The Swiss government is eager to ensure that its e-voting system is safe and secure for those casting their votes. To ensure that’s the case, they issued a press release looking for “Interested hackers from all over the world to attack the system.” This will be in the form of a public intrusion test or PIT session.
Public Intrusion Test
The public intrusion test (PIT) will run from February 25 until March 2 and offer cash rewards depending on what the hackers are able to do. There are a set of rules attached to this PIT, which set out the basics of the test, and the qualifying vulnerabilities.
The rewards for this test range from $100 to $30,000 based on CHF points (1 CHF point is roughly equivalent to 1 USD.)
There is set to be a mock e-voting session planned for the last day of testing on 24 March. However, hackers can attack the e-voting system before this date as well.
Anyone wanting to participate in the test has to register in advance of the PIT session. This gives the participants legal permission to attack the system and also enables them to receive rewards.
Registration also binds participants to the rules of the PIT. This ensures that only the system is targeted, and protects the rest of the Swiss Post infrastructure.
Participants of the PIT session are restricted from attacking certain areas of the infrastructure.
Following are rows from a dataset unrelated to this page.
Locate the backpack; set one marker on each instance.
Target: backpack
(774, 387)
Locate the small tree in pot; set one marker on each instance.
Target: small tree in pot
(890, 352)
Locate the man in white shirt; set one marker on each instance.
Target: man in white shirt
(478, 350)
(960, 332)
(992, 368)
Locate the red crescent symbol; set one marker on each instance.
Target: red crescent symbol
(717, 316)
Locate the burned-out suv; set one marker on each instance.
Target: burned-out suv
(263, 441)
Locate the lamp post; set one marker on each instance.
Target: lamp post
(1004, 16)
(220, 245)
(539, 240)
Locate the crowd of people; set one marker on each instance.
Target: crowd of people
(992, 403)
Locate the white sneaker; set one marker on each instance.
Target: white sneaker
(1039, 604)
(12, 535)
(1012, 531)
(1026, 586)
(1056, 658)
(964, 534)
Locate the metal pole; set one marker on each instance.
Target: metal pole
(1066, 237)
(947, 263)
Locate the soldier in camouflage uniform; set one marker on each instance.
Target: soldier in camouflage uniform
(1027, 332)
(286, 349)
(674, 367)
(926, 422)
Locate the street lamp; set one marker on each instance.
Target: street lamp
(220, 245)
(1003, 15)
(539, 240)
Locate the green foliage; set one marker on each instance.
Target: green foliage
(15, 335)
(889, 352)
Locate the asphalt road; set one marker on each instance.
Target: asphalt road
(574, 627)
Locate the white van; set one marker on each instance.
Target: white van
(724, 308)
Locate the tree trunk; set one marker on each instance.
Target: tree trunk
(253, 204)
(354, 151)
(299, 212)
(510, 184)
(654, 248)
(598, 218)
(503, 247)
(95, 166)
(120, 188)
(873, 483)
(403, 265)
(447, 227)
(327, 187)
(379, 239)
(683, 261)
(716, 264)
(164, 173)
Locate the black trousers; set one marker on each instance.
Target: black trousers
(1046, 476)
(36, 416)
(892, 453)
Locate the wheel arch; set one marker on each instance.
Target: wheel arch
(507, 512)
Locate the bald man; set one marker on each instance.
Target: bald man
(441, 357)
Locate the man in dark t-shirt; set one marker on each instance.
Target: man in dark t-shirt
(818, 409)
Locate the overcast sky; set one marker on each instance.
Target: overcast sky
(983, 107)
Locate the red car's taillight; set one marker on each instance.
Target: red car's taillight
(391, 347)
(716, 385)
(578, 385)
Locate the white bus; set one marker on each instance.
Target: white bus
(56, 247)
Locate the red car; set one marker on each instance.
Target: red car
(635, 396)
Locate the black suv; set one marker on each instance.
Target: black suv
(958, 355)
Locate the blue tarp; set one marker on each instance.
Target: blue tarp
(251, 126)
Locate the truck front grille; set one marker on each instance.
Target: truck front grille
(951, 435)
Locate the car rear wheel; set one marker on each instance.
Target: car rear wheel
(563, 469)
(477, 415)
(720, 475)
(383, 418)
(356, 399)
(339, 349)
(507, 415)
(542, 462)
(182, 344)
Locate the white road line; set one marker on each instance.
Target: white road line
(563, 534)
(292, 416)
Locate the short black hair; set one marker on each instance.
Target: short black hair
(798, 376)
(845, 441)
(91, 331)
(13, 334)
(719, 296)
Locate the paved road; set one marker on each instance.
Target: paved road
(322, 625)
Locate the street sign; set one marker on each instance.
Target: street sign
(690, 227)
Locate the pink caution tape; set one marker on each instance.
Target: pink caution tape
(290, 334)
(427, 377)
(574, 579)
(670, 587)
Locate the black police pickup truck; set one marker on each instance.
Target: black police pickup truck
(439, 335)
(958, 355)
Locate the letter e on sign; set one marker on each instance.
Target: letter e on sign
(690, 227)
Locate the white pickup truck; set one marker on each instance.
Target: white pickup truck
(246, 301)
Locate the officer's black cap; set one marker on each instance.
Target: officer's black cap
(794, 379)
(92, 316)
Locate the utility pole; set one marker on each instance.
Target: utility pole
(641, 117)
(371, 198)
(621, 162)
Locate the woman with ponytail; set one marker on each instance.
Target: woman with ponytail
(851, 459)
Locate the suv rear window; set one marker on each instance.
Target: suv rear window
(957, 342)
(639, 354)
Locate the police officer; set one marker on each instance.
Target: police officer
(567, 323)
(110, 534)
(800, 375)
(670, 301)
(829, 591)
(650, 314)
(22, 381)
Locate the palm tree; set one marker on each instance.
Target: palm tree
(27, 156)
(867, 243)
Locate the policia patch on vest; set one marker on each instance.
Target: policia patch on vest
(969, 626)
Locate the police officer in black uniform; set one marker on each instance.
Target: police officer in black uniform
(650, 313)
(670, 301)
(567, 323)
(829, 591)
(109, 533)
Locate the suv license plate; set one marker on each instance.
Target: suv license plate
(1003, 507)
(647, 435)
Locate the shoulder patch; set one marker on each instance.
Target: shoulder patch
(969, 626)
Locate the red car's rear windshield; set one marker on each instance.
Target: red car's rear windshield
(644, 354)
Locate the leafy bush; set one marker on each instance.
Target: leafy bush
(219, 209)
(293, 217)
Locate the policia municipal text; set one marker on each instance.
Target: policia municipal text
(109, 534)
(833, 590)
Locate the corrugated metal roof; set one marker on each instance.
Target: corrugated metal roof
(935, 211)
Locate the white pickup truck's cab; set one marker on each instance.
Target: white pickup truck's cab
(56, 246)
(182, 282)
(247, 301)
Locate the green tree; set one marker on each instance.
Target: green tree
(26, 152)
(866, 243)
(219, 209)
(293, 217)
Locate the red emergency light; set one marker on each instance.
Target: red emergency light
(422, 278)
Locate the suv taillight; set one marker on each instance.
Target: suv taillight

For example, hackers are not allowed to harm a voter’s device or attack any unrelated systems belonging to Swiss Post who created the e-voting system.
However, Swiss Post will be disabling some of the e-voting security defences to allow participants to concentrate on the inner core of the system.
The Swiss government is holding public penetration tests to build confidence in the system. A committee of politicians and computer experts started an initiative at the end of January to have e-voting banned in Switzerland for at least five years. They are hoping to get over 100,000 signatures in a petition over the coming months.